Project: Improving the representation of uncertainty in climate-change prediction
Supervisors: Etienne Roesch (UoR), Ted Shepherd (UoR) and Marilena Oltmanns (NOC)
Project Description:
Statistical climate models that rely on past observations to predict future changes have started to yield divergent results, when comparing expected and observed annual mean temperatures (Schmidt, 2024). Similar discrepancies exist for long-term observed trends in many regional aspects of climate, compared with the predictions from physical climate models (Shaw et al., 2024). This may in part be due to changing conditions, resulting in a growing “knowledge gap” in how the climate system operates. But it may also be due to fundamental issues with the statistical inference methods and the way they treat the uncertainty arising from the computational methods employed by modellers. It is therefore critical to examine the practice of statistics by climate scientists, to formulate recommendations that will strengthen trust in climate predictions and projections.
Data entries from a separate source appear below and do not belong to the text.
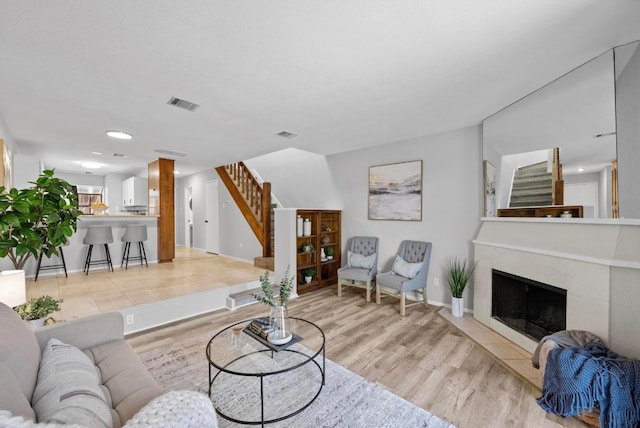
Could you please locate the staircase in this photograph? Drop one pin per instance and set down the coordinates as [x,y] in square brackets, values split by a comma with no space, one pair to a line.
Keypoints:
[532,186]
[254,201]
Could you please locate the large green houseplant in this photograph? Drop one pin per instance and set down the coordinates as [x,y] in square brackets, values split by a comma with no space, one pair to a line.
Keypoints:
[458,273]
[37,219]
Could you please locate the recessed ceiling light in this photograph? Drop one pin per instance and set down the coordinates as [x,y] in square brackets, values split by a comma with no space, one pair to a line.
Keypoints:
[286,134]
[90,165]
[120,135]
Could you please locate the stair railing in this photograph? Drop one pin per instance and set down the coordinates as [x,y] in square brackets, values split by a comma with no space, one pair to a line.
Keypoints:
[252,198]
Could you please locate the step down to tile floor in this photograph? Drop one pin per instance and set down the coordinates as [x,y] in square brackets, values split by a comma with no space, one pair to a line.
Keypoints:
[267,263]
[244,298]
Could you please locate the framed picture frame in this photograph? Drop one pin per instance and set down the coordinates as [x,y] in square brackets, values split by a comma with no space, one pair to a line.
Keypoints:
[395,191]
[489,189]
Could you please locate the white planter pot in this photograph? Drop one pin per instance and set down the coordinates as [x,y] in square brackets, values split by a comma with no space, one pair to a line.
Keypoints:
[13,291]
[457,306]
[36,323]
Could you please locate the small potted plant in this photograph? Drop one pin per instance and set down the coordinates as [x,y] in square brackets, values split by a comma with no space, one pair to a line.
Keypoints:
[458,275]
[308,274]
[285,289]
[279,318]
[38,308]
[330,253]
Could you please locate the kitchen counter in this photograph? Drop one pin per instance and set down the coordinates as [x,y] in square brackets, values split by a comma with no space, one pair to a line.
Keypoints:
[76,251]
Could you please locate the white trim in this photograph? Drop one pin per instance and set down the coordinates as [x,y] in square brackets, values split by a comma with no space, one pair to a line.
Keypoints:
[569,256]
[573,220]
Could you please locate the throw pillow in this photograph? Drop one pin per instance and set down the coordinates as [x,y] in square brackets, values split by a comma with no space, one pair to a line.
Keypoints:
[68,388]
[408,270]
[356,260]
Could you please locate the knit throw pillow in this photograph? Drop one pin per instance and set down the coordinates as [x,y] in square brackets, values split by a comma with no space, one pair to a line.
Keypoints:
[68,388]
[356,260]
[403,268]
Bayesian inference is a versatile method that can incorporate heterogeneous sources of uncertainty, about measurements, model structure and parameterization, and computational constraints, such as trade-offs between resolution and complexity. Yet it isn’t routinely employed in climate-change science . Bayes can manage the large parameter spaces available to modellers, that need to be interpreted for models to be meaningful. It can also allow for the examination of the decision making workflow itself, highlighting steps that can be more sensitive to issues and may add noise to estimates and predictions.
The project combines expertise in climate physics with state-of-the-art mathematical approaches to evaluate current statistical practices in climate-change science, identify potential issues, and develop a Bayesian framework to quantify uncertainty in climate-change predictions and projections.